I think leaving all VMs power on is a better idea because all VM’s then can be scheduled to come down and bought up gracefully on different hosts. Above would just powered off the VMs and will not shutdown servers gracefully this could be a potential problem with DB servers. Troubleshooting can also be done on isolated host to see if isolated host can be fixed before shutting down VMs.
Duncan Epping says
Well, I don’t like to use a server that’s degraded in any way. If you know what you are doing and have a valid argument to leave them powered on, go ahead. But then you should be monitoring your system 24×7 in my opinion, or at least trigger an action at host degradation…
Would be nice though if you could have a “heartbeat” only network on your VM vSwitch, this way you’ll know if you need to switch over in case of an isolation or not.
Fred says
Hello,
“Well as of 3.5 U2 HA doesn’t rely on host files or dns anymore but get’s its name resolving information from VirtualCenter.”
So what about a virtual machine VCenter ? If the VM is stopped by HA, does it means that the name resolution will not work ?
I use to fill the /etc/hosts on each esx 3.5 U2, is it the righ way to configure properly HA ?
Thanks for your answer !
Duncan Epping says
No that’s not necessary anymore. HA will get the ip+hostnames from VC and cache this info in FT_HOSTS! So no need to do manual hosts files anymore!
justme says
@ Jay – If the host looses all network access, how do you plan to login and cleanly shut the guests down? If you loose all redundancy on your service console, you most likely loose it on your virtual machine networks as well.

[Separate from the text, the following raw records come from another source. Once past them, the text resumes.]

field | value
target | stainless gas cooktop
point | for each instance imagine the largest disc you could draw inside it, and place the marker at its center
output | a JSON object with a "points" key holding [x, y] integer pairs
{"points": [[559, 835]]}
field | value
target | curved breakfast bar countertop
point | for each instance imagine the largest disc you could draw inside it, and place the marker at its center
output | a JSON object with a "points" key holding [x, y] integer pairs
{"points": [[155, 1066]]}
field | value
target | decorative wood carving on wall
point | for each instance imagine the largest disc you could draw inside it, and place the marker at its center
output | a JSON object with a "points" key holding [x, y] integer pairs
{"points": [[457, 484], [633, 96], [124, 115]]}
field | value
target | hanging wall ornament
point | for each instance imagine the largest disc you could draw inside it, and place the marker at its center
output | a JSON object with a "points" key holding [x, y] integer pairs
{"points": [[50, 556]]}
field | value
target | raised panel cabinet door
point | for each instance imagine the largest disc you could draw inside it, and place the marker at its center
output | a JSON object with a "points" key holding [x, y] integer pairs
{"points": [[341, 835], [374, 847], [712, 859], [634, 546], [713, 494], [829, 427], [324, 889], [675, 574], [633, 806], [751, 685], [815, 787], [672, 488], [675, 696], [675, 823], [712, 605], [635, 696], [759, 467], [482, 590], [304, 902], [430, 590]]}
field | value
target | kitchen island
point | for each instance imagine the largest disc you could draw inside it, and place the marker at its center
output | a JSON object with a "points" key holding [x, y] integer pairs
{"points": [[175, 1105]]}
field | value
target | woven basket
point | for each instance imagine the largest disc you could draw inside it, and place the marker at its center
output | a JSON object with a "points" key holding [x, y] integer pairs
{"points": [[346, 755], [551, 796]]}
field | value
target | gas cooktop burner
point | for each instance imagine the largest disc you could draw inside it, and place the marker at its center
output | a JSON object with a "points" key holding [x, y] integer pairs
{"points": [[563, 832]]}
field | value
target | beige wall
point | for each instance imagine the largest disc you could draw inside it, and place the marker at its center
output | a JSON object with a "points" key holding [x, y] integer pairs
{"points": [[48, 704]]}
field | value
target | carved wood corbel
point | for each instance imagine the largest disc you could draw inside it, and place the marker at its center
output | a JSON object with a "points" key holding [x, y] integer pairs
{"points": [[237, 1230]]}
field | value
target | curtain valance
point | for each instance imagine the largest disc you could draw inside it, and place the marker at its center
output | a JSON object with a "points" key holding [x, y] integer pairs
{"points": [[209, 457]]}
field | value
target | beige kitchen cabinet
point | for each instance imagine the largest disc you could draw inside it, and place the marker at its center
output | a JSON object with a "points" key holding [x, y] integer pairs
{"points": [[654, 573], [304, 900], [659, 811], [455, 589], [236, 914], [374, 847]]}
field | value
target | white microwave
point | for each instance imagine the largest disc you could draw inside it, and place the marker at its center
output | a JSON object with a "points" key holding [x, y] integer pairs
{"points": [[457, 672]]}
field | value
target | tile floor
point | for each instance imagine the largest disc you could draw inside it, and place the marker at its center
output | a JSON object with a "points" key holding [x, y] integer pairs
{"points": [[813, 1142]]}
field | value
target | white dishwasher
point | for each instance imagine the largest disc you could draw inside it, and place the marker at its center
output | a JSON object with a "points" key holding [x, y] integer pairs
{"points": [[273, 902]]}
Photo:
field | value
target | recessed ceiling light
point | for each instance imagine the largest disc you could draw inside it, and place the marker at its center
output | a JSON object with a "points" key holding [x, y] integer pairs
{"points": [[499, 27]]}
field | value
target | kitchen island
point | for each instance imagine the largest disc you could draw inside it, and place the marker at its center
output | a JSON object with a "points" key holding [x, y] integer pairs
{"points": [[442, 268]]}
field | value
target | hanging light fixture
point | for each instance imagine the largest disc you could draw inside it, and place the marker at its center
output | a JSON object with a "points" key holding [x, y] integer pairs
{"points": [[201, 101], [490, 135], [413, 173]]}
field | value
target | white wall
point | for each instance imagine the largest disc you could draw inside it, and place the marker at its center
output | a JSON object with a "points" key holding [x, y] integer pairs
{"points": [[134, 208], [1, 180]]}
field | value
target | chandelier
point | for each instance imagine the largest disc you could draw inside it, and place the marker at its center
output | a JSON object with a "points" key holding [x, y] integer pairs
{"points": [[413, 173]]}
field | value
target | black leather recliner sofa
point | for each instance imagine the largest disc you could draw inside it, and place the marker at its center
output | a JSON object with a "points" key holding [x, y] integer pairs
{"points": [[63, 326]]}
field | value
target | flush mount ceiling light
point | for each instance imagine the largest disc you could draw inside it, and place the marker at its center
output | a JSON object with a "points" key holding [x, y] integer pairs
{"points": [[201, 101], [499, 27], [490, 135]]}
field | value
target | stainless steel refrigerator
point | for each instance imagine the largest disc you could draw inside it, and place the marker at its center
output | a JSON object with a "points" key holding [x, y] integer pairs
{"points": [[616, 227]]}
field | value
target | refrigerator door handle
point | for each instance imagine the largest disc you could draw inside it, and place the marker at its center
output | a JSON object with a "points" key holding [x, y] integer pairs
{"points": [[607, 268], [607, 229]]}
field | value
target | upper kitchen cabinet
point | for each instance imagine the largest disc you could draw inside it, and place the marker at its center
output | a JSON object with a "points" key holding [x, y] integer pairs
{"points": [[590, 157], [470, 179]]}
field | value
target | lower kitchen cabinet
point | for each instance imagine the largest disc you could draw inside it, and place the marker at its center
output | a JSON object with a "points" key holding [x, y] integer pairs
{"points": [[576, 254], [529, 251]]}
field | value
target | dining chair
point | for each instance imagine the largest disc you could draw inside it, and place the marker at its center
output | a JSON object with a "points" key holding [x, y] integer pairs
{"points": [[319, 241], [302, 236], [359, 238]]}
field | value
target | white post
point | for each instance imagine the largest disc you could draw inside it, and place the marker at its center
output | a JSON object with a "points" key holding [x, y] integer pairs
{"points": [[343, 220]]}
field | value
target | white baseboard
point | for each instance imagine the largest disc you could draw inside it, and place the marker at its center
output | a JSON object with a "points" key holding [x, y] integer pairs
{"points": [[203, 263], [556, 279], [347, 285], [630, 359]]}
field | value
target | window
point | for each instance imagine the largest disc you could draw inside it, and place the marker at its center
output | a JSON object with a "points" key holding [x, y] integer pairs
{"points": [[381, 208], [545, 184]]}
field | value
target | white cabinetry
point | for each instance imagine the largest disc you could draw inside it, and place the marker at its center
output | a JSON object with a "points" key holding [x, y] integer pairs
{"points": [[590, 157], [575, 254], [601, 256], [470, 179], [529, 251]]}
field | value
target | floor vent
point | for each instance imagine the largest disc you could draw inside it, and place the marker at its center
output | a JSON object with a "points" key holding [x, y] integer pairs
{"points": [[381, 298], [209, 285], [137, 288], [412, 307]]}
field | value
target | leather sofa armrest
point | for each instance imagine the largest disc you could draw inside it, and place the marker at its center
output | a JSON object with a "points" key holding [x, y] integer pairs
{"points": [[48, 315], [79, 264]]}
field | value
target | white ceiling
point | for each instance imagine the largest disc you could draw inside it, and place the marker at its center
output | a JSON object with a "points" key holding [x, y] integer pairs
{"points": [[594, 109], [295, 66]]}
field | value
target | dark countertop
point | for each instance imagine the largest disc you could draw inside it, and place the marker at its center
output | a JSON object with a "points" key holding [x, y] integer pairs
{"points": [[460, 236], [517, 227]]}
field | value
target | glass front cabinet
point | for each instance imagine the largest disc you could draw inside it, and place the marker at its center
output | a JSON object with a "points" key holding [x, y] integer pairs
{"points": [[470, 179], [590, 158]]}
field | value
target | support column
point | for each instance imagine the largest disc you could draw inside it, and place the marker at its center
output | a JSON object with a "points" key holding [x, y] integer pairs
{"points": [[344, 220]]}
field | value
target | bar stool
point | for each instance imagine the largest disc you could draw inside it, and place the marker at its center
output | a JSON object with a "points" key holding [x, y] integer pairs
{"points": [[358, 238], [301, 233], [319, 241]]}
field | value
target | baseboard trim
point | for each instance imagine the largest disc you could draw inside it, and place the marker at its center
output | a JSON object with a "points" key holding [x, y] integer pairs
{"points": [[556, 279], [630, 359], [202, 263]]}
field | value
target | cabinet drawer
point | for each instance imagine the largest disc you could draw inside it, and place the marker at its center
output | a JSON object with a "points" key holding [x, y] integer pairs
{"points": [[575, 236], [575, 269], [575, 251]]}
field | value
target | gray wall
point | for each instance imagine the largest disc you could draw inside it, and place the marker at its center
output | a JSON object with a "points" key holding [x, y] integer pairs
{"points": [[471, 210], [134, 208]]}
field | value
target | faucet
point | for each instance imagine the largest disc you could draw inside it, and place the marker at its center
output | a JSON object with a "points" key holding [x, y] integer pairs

Without powering them down, you will have file locks which means you can’t restart them on other hosts.
Stan says
If the secondary SC is on the same subnet, do you still need to set any advanced options? If the primary SC fails, HA should use its default gw as isolation address and the ping should be successful via the secondary SC, correct?
Andy Simmons says
Would you mind elaborating as to why registering the ESX hosts using their FQDNs is important? I’ve come across some installations where the hosts are registered by IP address, but vCenter is still aware of each host’s FQDN and short name. Can this still cause problems for HA, DRS, or any other vCenter functionality?
Obviously FQDNs are preferable from an administrative standpoint, but if each host’s FT_HOSTS still contains all 3 addresses for every server, is this still a problem from an operational standpoint?
Thanks,
Andy